The security challenges in AI-assisted software development
As artificial intelligence (AI) tools become more widely used in the software development process, their impact on security is becoming clearer.
According to recent research, nearly 70% of organisations have discovered vulnerabilities caused by AI tools while one in five have experienced a serious incident as a result of those vulnerabilities.
When hunting for the factors responsible, 45% of security leaders, developers, and application security engineers point the finger of blame at developers. This is not helped by the fact that, in 2025, 46% of developers confirmed that they don't trust the accuracy of the AI tools they are using, up from 31% in 2024.
The message this research provides is clear: the human element of the software development process cannot be ignored. Senior IT leaders need to ensure that developers are proficient in protection, with awareness of the potentially harmful security mistakes that AI can make. They also need to know how to detect and remediate these flaws.
The issue requires immediate attention as research shows the proportion of development teams using AI tools has increased to 94%. The key driver is a need for increased productivity and efficiency.
The problem is exacerbated by the rapid growth of shadow AI within many organisations.
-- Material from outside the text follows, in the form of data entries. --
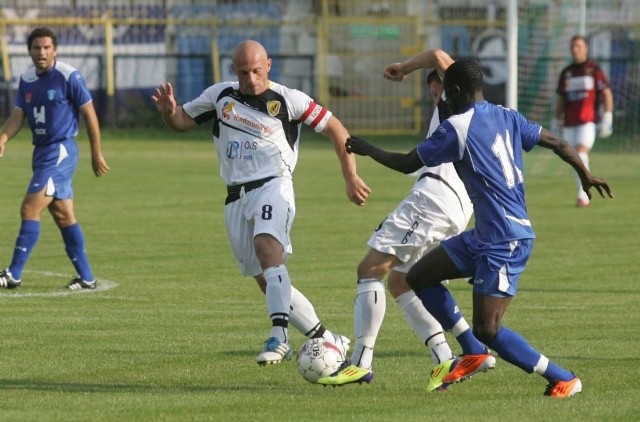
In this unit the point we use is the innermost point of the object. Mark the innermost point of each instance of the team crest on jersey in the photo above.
(227, 108)
(273, 107)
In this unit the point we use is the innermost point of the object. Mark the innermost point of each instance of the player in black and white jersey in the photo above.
(256, 131)
(436, 208)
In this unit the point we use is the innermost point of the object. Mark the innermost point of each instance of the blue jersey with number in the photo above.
(51, 101)
(486, 144)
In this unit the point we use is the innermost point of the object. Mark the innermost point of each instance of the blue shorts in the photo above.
(495, 267)
(53, 168)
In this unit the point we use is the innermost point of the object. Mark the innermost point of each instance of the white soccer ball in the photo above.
(318, 358)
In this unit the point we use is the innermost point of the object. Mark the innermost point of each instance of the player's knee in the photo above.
(485, 332)
(397, 284)
(414, 280)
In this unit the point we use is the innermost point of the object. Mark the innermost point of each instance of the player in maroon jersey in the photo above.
(584, 106)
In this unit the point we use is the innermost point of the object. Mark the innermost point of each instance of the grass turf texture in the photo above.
(176, 339)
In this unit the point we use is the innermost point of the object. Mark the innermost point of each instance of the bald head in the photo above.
(251, 65)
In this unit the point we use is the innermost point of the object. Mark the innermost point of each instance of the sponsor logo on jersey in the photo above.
(273, 107)
(227, 108)
(253, 126)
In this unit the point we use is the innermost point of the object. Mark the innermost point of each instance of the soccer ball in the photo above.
(318, 358)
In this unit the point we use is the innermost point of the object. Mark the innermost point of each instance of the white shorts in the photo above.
(584, 135)
(428, 215)
(269, 209)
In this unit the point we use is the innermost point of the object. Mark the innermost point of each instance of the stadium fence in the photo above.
(334, 50)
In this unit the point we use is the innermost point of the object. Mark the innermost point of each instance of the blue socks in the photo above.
(513, 348)
(439, 302)
(74, 246)
(26, 241)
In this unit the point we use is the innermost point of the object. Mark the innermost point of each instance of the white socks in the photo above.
(369, 309)
(426, 327)
(278, 296)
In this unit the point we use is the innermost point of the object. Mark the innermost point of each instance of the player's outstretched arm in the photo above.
(568, 154)
(172, 114)
(428, 59)
(357, 189)
(403, 162)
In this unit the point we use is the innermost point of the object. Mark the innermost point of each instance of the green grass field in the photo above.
(175, 334)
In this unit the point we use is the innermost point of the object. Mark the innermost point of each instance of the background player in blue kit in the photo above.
(51, 96)
(486, 143)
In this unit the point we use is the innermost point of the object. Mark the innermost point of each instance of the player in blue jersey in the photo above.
(51, 96)
(486, 143)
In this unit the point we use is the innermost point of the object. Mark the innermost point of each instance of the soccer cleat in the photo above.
(348, 374)
(7, 281)
(343, 344)
(582, 203)
(563, 389)
(77, 283)
(438, 372)
(468, 365)
(274, 352)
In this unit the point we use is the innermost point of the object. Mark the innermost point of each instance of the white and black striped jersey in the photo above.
(256, 136)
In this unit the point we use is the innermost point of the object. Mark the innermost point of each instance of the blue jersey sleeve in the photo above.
(78, 90)
(443, 146)
(529, 131)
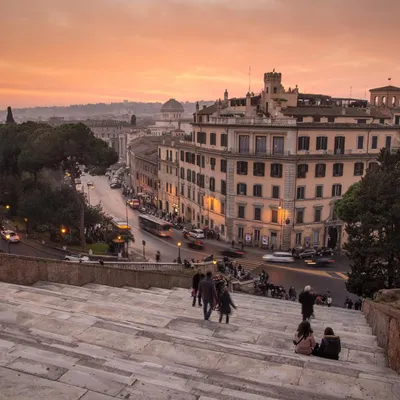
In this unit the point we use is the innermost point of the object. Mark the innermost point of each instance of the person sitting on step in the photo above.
(304, 339)
(330, 346)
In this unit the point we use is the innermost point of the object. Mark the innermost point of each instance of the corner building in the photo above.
(270, 175)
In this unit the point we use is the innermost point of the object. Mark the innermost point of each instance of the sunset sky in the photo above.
(59, 52)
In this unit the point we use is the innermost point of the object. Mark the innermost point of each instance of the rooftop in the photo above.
(102, 343)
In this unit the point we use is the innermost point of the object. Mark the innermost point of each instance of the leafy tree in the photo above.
(371, 210)
(9, 118)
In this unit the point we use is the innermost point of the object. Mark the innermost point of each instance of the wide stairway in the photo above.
(100, 343)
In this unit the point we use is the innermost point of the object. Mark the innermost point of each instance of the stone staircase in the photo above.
(98, 342)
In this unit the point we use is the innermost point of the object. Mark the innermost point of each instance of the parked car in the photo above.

Indeed, research has revealed more than 50% of developers do not use provided AI tools but instead deploy others not authorised by the IT department.
This trend is making it much more difficult to track down where possible errors exist, and which parties are responsible. This can have a wide range of consequences for organisations including negative brand perception, customer churn, costly fixes, and revenue losses.
Why self-governance is vital
For this reason, having self-governance requirements in place is increasingly important. This will remain the case until regulatory policies are devised and implemented.
Until that point, security leaders must not delay working with development teams to make certain that approved tools, security processes and best practices are in place to produce high-quality, safe software.
This needs to incorporate a baseline of foundational rules regarding tool deployment, as well as the upskilling of developers so they can readily identify inconsistencies and security errors when reviewing AI-written code.
This level of self-governance is vital as, when an attack causes damage to an organisation, stakeholders demand accountability. It's not acceptable for senior managers that there weren't any regulations to guide their decisions and actions.
At the moment, in many cases developers are the unintended, de facto primary influencers who determine which guardrails, if any, exist. This is occurring without the input of legal or compliance teams and it can have dangerous consequences.
Establishing and enforcing effective policies
For this reason, security leaders need to step in and establish and enforce policies so that the productivity pressures driving the widespread deployment of AI in the software development lifecycle (SDLC) do not result in unacceptable, or even grave, risks. Three ways this can be achieved are:
- Invest in knowledge-building and upskilling:
Senior security leaders must set baselines for foundational security rules, and work with developer teams so members understand what the rules are, and why they matter. As part of this, ongoing training that leverages hands-on, real-world scenarios will enable software engineers to identify patterns they find in day-to-day production situations that are often linked to vulnerabilities.
- Evaluate the AI tech stack:
Care needs to be taken to trace all AI tools in use and observe how developers are deploying them. Through thorough evaluation, leaders can assess whether the activity is within the range of acceptable risk, based upon metrics-driven reporting.
- Oversee policy refinement and enforcement:
A team of leaders and experienced, high-performing software engineers should be established and given the brief of staying up to date with evolving trends and adapting policies as needed. This will also foster peer enforcement of approved AI usage, while discouraging shadow AI.
The human factor cannot be overlooked in this situation. Everything starts with building a culture that positions developers to prevent threats before they happen.
Without clear guardrails for developers, AI risks becoming a liability rather than an asset for firms. When AI plays a role in a data breach, responsibility will trace back not to the software but to the executives and development teams that deployed it.
Companies should therefore adopt a proactive self‑governance approach to developer risk encompassing upskilling, awareness programs, oversight of AI usage, and ongoing policy refinement and enforcement rather than waiting for external regulation to dictate standards. After all, the developers themselves are not to blame, it's the long-standing system in which they have operated, wherein secure coding best practices were not taught, nor enforced.